Note: This post is part 3 in a series. You can find the inaugural post here.
The last post gave an overview of quantum kernels – one particular quantum-enhanced machine learning algorithm – and discussed some of their promises and limitations. In this post, I expand on the latter. This is not intended to dampen interest in the topic, but rather to give a balanced view of the matter. Indeed, in the last post we saw 2 limitations already:
Purely-classical kernels may be just as good as quantum ones.
The quantum compute runtime for calculating kernels might get very large, very quickly, for large data sets.
This post focus on 3 additional limitations:
Various factors can cause kernel values to ‘collapse’ and become extremely hard to distinguish.
Striving to tailor a kernel to a given data set may render it easy to approximate classically.
Transferring large data sets to/from a quantum computer may slow down the overall runtime of the workflow.
The second one in this list can be considered an extension or deeper dive of the first one in the list from the prior post.
Let’s dive into each below.
Ensuring sufficiently-accurate estimation of kernel values may require burdensome resources.
Recall that to calculate a quantum kernel, you need to run a quantum circuit. In the limit of both an ideal quantum computer and an infinite number of repetitions of the circuit, you’d be able to calculate the kernel value exactly. In practice, quantum computers are noisy, and you can only run the circuit a finite number of times – hence, what you end up with is a noisy estimate of the kernel value. Depending on how much noise there is in these estimates, there might be poor downstream consequences for your model.
In particular, it might not be possible to resolve, with sufficient accuracy, two distinct kernel values for two different pairs of data points. That is, if K1 and K2 are the actual (ideal) kernel values, you might end up with estimates K1’ and K2’ such that K1’ and K2’ are closer to one another than K1 and K2. Conversely, in order to resolve K1’ and K2’ to sufficient accuracy (say, close to the difference between K1 and K2), you may need a large number of repetitions of the circuit.
It turns out other factors may also inhibit your ability to resolve distinct kernel values. In Exponential concentration and untrainability in quantum kernel methods, it is shown such factors include the presence of entanglement in the circuit, defining a kernel value through measuring all the qubits in the circuit, using highly-expressible circuits, and noise. All of these can cause kernel values to concentrate exponentially. (See Figure 1.) This means you’d need to use an exponential number of repetitions of the circuit to resolve distinct kernel values.
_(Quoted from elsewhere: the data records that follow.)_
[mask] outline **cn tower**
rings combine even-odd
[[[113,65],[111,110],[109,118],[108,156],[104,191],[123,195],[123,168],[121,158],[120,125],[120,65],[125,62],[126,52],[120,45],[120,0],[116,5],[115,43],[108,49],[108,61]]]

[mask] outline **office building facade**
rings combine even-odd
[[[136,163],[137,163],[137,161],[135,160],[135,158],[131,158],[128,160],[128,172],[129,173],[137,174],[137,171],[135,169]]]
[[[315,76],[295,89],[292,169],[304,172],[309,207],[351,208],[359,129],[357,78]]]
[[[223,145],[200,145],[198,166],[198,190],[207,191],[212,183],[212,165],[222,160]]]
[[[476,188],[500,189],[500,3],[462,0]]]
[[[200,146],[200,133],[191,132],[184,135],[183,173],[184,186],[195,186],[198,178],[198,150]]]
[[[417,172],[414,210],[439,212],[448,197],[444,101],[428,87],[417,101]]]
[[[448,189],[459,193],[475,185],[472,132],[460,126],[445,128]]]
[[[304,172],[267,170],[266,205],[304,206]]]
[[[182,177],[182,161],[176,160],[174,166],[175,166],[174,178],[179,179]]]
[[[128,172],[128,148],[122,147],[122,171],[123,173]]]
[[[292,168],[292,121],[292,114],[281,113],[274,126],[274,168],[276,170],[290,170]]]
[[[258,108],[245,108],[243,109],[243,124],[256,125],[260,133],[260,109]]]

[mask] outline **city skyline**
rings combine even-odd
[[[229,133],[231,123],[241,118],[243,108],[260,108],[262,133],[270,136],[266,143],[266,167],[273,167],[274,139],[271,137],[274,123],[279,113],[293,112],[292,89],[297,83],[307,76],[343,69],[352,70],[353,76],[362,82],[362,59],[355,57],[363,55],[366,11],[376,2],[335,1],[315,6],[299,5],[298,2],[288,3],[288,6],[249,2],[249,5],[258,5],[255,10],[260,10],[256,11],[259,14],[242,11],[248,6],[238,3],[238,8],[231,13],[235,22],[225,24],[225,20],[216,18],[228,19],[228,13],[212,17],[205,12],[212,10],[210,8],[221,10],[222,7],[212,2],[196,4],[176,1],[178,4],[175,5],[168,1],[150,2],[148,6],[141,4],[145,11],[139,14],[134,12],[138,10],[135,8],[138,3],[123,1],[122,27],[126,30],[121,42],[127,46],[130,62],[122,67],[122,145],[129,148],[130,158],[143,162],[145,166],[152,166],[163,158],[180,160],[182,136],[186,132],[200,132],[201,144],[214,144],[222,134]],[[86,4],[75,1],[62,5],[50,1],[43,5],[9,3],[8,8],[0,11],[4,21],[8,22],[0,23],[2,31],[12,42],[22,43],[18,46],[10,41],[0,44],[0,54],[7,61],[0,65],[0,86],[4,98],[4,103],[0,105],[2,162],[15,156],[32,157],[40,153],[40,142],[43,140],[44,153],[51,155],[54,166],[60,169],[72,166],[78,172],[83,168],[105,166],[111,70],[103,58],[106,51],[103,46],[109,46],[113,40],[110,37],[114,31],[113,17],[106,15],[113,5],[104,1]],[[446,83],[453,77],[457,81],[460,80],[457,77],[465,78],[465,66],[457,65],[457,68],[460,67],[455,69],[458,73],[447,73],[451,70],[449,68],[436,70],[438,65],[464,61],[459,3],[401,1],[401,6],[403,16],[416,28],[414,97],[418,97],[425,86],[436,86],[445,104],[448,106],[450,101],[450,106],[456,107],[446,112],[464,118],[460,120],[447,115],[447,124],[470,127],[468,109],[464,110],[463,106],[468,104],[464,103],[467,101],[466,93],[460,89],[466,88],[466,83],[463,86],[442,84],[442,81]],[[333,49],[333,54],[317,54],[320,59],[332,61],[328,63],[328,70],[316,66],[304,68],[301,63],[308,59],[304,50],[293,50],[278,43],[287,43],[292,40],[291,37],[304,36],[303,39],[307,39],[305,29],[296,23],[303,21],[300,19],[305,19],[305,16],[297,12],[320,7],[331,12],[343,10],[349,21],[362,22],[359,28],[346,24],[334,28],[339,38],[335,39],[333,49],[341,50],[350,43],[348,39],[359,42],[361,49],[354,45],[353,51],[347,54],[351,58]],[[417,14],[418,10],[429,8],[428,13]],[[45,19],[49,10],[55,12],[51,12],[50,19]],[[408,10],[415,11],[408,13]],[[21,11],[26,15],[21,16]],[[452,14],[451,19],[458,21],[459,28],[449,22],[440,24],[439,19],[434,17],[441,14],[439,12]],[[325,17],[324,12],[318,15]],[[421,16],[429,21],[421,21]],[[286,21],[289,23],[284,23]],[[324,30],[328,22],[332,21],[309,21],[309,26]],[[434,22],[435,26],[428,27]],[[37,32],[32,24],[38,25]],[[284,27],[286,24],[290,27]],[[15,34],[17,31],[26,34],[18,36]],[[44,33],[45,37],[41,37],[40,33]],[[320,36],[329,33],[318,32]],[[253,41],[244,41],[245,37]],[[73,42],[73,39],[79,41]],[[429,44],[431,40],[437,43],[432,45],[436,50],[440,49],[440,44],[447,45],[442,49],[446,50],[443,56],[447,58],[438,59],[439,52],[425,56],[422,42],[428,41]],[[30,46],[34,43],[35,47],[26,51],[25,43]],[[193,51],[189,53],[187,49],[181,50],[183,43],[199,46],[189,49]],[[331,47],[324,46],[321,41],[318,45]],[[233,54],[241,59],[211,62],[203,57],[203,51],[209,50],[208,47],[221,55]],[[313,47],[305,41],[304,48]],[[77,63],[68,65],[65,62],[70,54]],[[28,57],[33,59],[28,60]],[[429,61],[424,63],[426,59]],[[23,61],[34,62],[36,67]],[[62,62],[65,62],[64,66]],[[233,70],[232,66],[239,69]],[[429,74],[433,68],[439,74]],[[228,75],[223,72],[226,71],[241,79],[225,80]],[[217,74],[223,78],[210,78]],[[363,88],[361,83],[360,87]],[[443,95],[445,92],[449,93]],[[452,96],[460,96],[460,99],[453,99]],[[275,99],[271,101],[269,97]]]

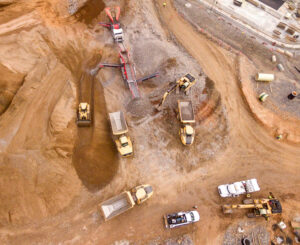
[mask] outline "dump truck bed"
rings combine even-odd
[[[180,121],[183,123],[194,123],[195,115],[193,105],[188,100],[178,100],[178,110]]]
[[[100,204],[105,220],[109,220],[135,205],[130,192],[126,191]]]
[[[125,134],[128,132],[128,127],[122,111],[109,113],[109,119],[114,135]]]

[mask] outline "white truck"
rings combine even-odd
[[[218,191],[221,197],[237,197],[242,194],[259,191],[256,179],[234,182],[232,184],[219,185]]]
[[[114,41],[117,43],[121,43],[124,41],[124,36],[123,36],[123,29],[118,28],[118,29],[111,29],[112,31],[112,36],[114,38]]]
[[[153,189],[150,185],[140,185],[102,202],[100,209],[105,220],[109,220],[133,208],[135,204],[145,202],[152,194]]]
[[[200,215],[197,211],[178,212],[164,216],[165,226],[169,229],[195,223],[199,220]]]

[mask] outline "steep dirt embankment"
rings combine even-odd
[[[41,24],[46,8],[56,13],[49,3],[28,1],[21,11],[20,2],[0,12],[0,225],[56,214],[81,191],[82,179],[72,164],[78,137],[76,86],[85,60],[100,49],[82,23],[57,26],[47,19]],[[97,89],[98,104],[104,105]],[[112,149],[97,141],[108,137],[105,112],[97,115],[102,130],[94,134],[91,129],[89,155]],[[97,155],[93,164],[99,163]]]
[[[264,104],[271,103],[268,100],[261,103],[252,88],[251,77],[257,73],[257,69],[246,57],[239,57],[239,74],[243,95],[249,104],[256,119],[265,125],[274,135],[282,134],[284,138],[293,143],[300,143],[300,120],[283,112],[270,111]]]
[[[167,6],[167,8],[160,7],[161,11],[159,11],[159,15],[166,23],[167,32],[171,32],[170,34],[176,37],[176,40],[196,58],[205,73],[216,83],[217,89],[222,91],[227,109],[231,110],[238,106],[237,102],[240,101],[240,94],[242,94],[248,104],[244,110],[251,111],[271,134],[275,131],[280,132],[288,141],[299,143],[299,120],[292,117],[282,118],[279,114],[265,109],[258,104],[253,92],[250,92],[250,87],[246,83],[253,75],[246,70],[246,67],[251,66],[249,60],[243,58],[240,63],[234,53],[226,51],[217,43],[208,42],[205,36],[196,34],[194,27],[177,14],[172,1],[167,1]],[[208,57],[213,58],[208,59]],[[245,81],[242,86],[240,86],[240,77]],[[241,120],[240,115],[236,114],[232,120]],[[244,119],[247,123],[246,117]]]

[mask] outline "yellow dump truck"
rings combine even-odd
[[[191,145],[194,142],[195,130],[192,124],[195,123],[195,115],[192,102],[189,100],[178,100],[178,112],[181,127],[179,131],[182,144]]]
[[[90,126],[92,123],[90,105],[86,102],[81,102],[77,111],[77,125],[79,127]]]
[[[128,127],[122,111],[109,113],[113,138],[121,156],[127,157],[133,154],[130,137],[127,136]]]
[[[133,208],[135,204],[139,205],[145,202],[152,194],[152,186],[140,185],[102,202],[100,209],[105,220],[109,220]]]

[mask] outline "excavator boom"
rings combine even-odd
[[[111,23],[116,24],[116,22],[118,22],[120,18],[120,7],[115,6],[112,11],[111,8],[105,8],[105,13],[107,14]]]
[[[266,219],[270,215],[281,214],[282,207],[278,199],[274,197],[261,199],[245,199],[243,204],[225,204],[222,206],[225,214],[231,214],[233,209],[252,209],[248,217],[262,216]]]
[[[172,93],[178,86],[179,86],[179,84],[176,83],[176,84],[174,84],[171,88],[169,88],[167,92],[164,93],[164,95],[163,95],[161,101],[159,102],[159,104],[158,104],[158,106],[157,106],[157,108],[156,108],[157,110],[160,110],[160,109],[161,109],[161,107],[162,107],[163,104],[165,103],[165,100],[167,99],[168,95],[169,95],[170,93]]]

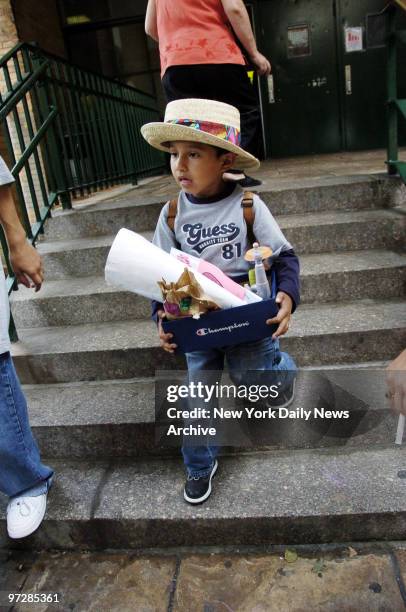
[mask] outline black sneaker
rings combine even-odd
[[[223,179],[225,181],[238,183],[241,187],[257,187],[258,185],[262,185],[262,181],[252,176],[247,176],[242,170],[227,170],[227,172],[223,174]]]
[[[223,173],[223,180],[238,183],[245,179],[245,173],[242,170],[227,170]]]
[[[201,504],[206,501],[211,493],[211,479],[218,468],[218,461],[215,460],[210,474],[207,476],[188,476],[183,491],[183,497],[189,504]]]
[[[241,187],[257,187],[258,185],[262,185],[262,181],[252,176],[245,176],[241,181],[238,181],[238,184],[241,185]]]
[[[290,406],[295,399],[295,387],[296,377],[292,380],[288,387],[279,392],[278,397],[269,399],[267,401],[267,406],[269,408],[287,408]]]

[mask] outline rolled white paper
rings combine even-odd
[[[405,415],[400,414],[399,419],[398,419],[398,428],[396,431],[395,444],[402,444],[404,431],[405,431]]]
[[[104,274],[109,285],[161,302],[158,281],[164,278],[169,283],[176,282],[185,267],[140,234],[123,228],[111,245]],[[243,300],[209,278],[199,272],[194,275],[204,293],[220,308],[244,306]]]

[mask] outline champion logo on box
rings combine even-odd
[[[250,325],[249,321],[244,321],[243,323],[233,323],[232,325],[227,325],[226,327],[217,327],[212,329],[211,327],[200,327],[196,330],[196,336],[207,336],[208,334],[219,334],[224,331],[233,332],[235,329],[239,329],[240,327],[248,327]]]

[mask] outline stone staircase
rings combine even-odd
[[[146,300],[103,280],[121,227],[151,237],[160,185],[155,198],[151,183],[148,192],[56,213],[39,245],[43,289],[13,296],[15,363],[57,473],[47,518],[24,545],[404,539],[406,480],[398,472],[406,455],[382,405],[379,428],[346,443],[305,443],[293,429],[274,445],[230,449],[209,501],[183,502],[180,459],[154,445],[155,371],[183,368],[183,358],[159,348]],[[261,196],[301,256],[302,305],[282,346],[308,368],[393,358],[406,346],[404,186],[384,175],[329,177],[263,187]],[[0,545],[8,546],[4,533],[3,522]]]

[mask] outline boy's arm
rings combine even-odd
[[[287,293],[292,300],[292,313],[300,304],[300,265],[293,249],[281,251],[272,261],[277,291]]]
[[[292,245],[285,238],[282,230],[265,203],[254,198],[255,222],[254,234],[260,244],[271,247],[272,267],[276,276],[276,302],[279,312],[267,324],[278,324],[273,337],[285,334],[289,329],[290,316],[300,302],[299,260]]]
[[[276,298],[279,312],[273,319],[267,320],[267,325],[277,324],[278,328],[272,338],[283,336],[289,330],[290,317],[300,301],[299,293],[299,260],[293,249],[282,251],[273,262],[276,275]]]
[[[26,287],[41,289],[44,280],[41,258],[27,242],[15,209],[10,185],[0,186],[0,223],[6,234],[9,258],[17,281]]]
[[[272,249],[271,263],[276,274],[276,290],[287,293],[293,310],[300,302],[299,259],[266,204],[254,197],[254,235],[258,242]]]

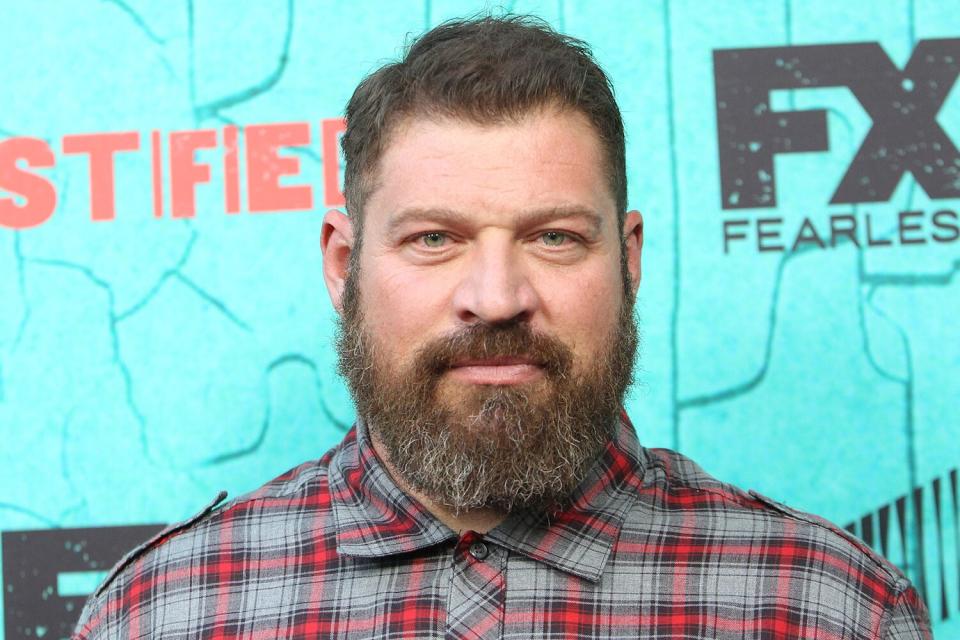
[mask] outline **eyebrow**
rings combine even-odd
[[[564,218],[583,218],[591,226],[593,233],[599,234],[603,228],[603,216],[596,211],[579,205],[545,207],[522,211],[517,219],[522,226],[535,227],[553,220]],[[468,225],[473,216],[455,209],[418,208],[404,209],[397,213],[387,225],[387,233],[393,235],[401,226],[415,221],[430,221],[449,225]]]

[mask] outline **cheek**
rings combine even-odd
[[[445,317],[442,283],[408,268],[373,268],[361,288],[364,317],[380,347],[405,359]]]
[[[619,272],[602,268],[579,277],[558,278],[544,288],[544,310],[550,330],[576,354],[596,354],[617,323],[623,303]]]

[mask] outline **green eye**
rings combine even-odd
[[[561,231],[547,231],[540,237],[543,239],[543,244],[548,247],[562,246],[567,240],[567,234]]]
[[[436,249],[442,247],[443,243],[447,240],[447,237],[442,233],[436,231],[432,233],[425,233],[420,236],[420,239],[423,241],[423,244],[431,249]]]

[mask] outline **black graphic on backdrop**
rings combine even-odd
[[[936,117],[960,74],[960,39],[921,40],[901,70],[879,43],[714,51],[724,209],[775,207],[778,153],[826,151],[826,111],[772,111],[777,89],[848,87],[873,124],[830,199],[884,202],[904,173],[960,197],[960,152]]]
[[[934,620],[960,614],[958,475],[958,470],[952,469],[943,477],[934,478],[928,486],[914,487],[909,494],[894,498],[845,527],[903,569]],[[930,537],[935,540],[934,548],[927,544]],[[956,563],[954,567],[947,566],[950,556]],[[955,584],[948,581],[951,574],[956,578]]]
[[[4,531],[3,615],[6,640],[68,638],[87,599],[64,595],[63,574],[107,571],[163,525]]]

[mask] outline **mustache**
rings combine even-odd
[[[438,377],[462,360],[523,358],[535,362],[548,377],[565,377],[573,364],[573,351],[562,340],[529,324],[478,323],[436,338],[420,348],[414,359],[420,373]]]

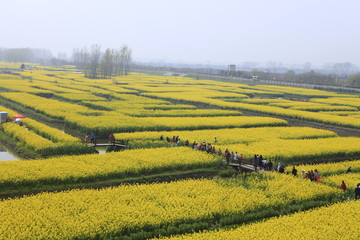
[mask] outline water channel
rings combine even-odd
[[[99,154],[105,154],[106,148],[96,148],[96,150],[99,152]],[[0,143],[0,161],[13,161],[13,160],[20,160],[20,157],[16,155],[16,153],[13,153],[10,149],[5,147]]]
[[[0,144],[0,161],[12,161],[19,159],[20,157],[16,156],[15,153],[11,152],[4,145]]]

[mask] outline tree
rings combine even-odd
[[[360,88],[360,73],[351,75],[349,78],[349,84],[351,87]]]
[[[296,79],[296,74],[293,70],[288,70],[286,73],[285,73],[285,80],[286,81],[294,81]]]
[[[5,61],[8,62],[31,62],[33,57],[31,48],[12,48],[5,52]]]
[[[130,48],[127,48],[126,55],[125,55],[125,69],[124,69],[124,75],[128,75],[131,67],[132,62],[132,50]]]
[[[355,65],[353,65],[350,62],[344,62],[344,63],[335,63],[333,66],[333,70],[337,74],[344,74],[344,73],[354,73],[358,69]]]
[[[132,51],[128,48],[127,45],[121,47],[118,52],[119,54],[119,62],[118,62],[118,70],[119,75],[128,75],[130,70],[130,65],[132,62]]]
[[[103,78],[111,78],[113,74],[115,50],[107,48],[100,63],[100,72]]]
[[[103,78],[128,75],[132,66],[132,50],[124,45],[120,49],[107,48],[101,52],[101,47],[94,44],[90,52],[86,48],[73,49],[72,62],[85,71],[85,77]]]
[[[85,76],[88,78],[98,77],[98,68],[101,57],[101,46],[94,44],[90,48],[89,63],[87,64]]]

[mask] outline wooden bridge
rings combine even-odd
[[[123,147],[126,148],[126,145],[120,143],[96,143],[91,145],[91,147]]]
[[[237,171],[245,171],[245,172],[264,171],[260,167],[257,167],[257,169],[255,170],[254,165],[247,163],[242,163],[241,165],[239,165],[239,163],[230,162],[228,166],[235,168]]]

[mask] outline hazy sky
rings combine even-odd
[[[350,61],[360,66],[359,0],[0,0],[0,47],[127,44],[135,60]]]

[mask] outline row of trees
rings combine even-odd
[[[124,45],[120,49],[107,48],[102,52],[101,46],[94,44],[89,50],[86,47],[74,49],[72,60],[88,78],[111,78],[128,75],[132,63],[132,50]]]
[[[50,63],[53,56],[49,50],[38,48],[0,48],[0,61]]]
[[[221,70],[220,75],[233,76],[253,79],[269,80],[269,81],[284,81],[293,83],[308,83],[318,85],[333,85],[333,86],[354,86],[358,87],[359,74],[346,75],[346,74],[324,74],[316,71],[308,71],[303,73],[295,73],[293,70],[288,70],[283,73],[252,70],[252,71],[228,71]]]
[[[360,73],[353,74],[349,77],[349,86],[360,88]]]

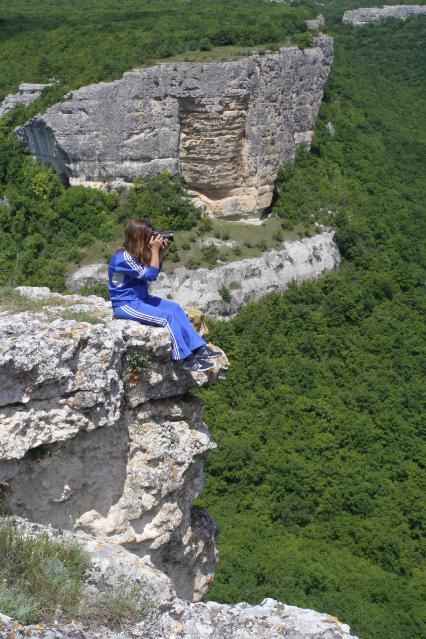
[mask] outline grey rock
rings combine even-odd
[[[251,215],[269,206],[279,167],[309,138],[332,60],[322,35],[303,51],[135,69],[74,91],[17,135],[70,184],[167,170],[211,215]]]
[[[10,200],[8,197],[0,197],[0,206],[4,206],[6,209],[10,209]]]
[[[319,14],[313,20],[305,20],[305,24],[308,27],[308,29],[310,29],[311,31],[316,31],[317,29],[320,29],[321,27],[324,26],[325,24],[324,16]]]
[[[108,284],[108,270],[104,263],[80,266],[74,273],[68,275],[65,285],[70,291],[79,291],[87,284]]]
[[[15,291],[32,300],[49,298],[51,296],[48,286],[17,286]]]
[[[232,249],[238,244],[236,240],[221,240],[218,237],[202,237],[198,243],[200,246],[215,246],[218,249]]]
[[[332,125],[331,122],[327,122],[327,124],[325,125],[326,131],[328,133],[328,135],[331,138],[334,138],[334,136],[336,135],[336,129],[334,128],[334,126]]]
[[[268,251],[261,257],[230,262],[210,270],[177,268],[171,275],[160,273],[150,290],[181,306],[195,306],[212,317],[227,319],[249,302],[268,293],[284,291],[292,281],[302,282],[337,269],[340,255],[333,236],[333,231],[326,230],[302,240],[283,242],[282,249]],[[80,271],[67,280],[67,285],[74,290],[81,285]],[[106,280],[105,265],[94,264],[91,272],[92,281]],[[229,302],[222,299],[222,287],[230,292]]]
[[[81,531],[58,530],[17,516],[0,517],[0,525],[12,525],[31,539],[47,537],[52,542],[78,544],[90,556],[90,566],[84,574],[88,592],[131,583],[137,586],[146,600],[156,604],[176,597],[170,579],[163,572],[157,570],[149,559],[141,559],[122,546],[101,541]]]
[[[16,106],[28,106],[34,100],[37,100],[46,87],[52,86],[52,83],[47,84],[30,84],[23,82],[19,85],[17,93],[9,93],[3,102],[0,104],[0,118],[11,111]]]
[[[342,22],[351,23],[356,27],[364,24],[380,22],[388,18],[406,20],[411,16],[426,15],[426,5],[420,4],[396,4],[384,5],[383,7],[364,7],[345,11]]]
[[[201,533],[192,504],[215,444],[188,392],[221,378],[225,355],[205,373],[185,372],[165,330],[112,320],[101,298],[21,291],[38,310],[0,316],[0,482],[11,513],[161,566],[176,551],[186,558],[170,575],[178,594],[201,597],[216,529]],[[100,323],[61,317],[82,311]]]
[[[325,231],[296,242],[283,242],[281,250],[211,270],[178,268],[170,276],[160,274],[151,290],[182,306],[196,306],[207,315],[226,319],[249,302],[285,290],[292,281],[302,282],[337,269],[340,256],[333,235]],[[223,287],[230,292],[229,302],[222,299]]]
[[[5,636],[8,628],[13,629],[15,639],[357,639],[336,617],[274,599],[254,606],[170,599],[152,606],[139,623],[121,631],[84,627],[78,622],[51,627],[6,622]]]

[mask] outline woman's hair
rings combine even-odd
[[[149,220],[143,220],[140,217],[132,218],[124,229],[123,246],[120,246],[117,251],[129,251],[138,262],[148,266],[151,261],[149,240],[152,228],[152,223]]]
Getting around this problem is going to require more work to find families of circuits which avoid these ‘kernel collapse’ factors, while also yielding useful models.
Tailoring quantum kernels to data sets may render them classically-easy.
Here, “tailoring” can mean “Judiciously choosing the encoding circuit” and/or “Endowing the circuit with a tunable hyperparameter which you optimize over.”. Doing too much tailoring may result in a kernel function which may be easily-approximable classically (in the sense of the paper The Power of Data in Quantum Machine Learning from last time). The trick, then, seems to be finding both data sets and tailoring methods for which doing the tailoring actually helps, but without tipping the quantum-enhanced model into a place where you could just as easily use a purely-classical one.
The key idea in all of this is that the encoding circuit defines the kernel function, and that kernel function can, at least formally, be written down as a sum of terms. (For example, you can use a Fourier series to decompose it.) It turns out that you can rigorously study how the structure of the encoding circuit dictates the terms in the decomposition (as a Fourier series); The effect of data encoding on the expressive power of variational quantum machine learning models explains how.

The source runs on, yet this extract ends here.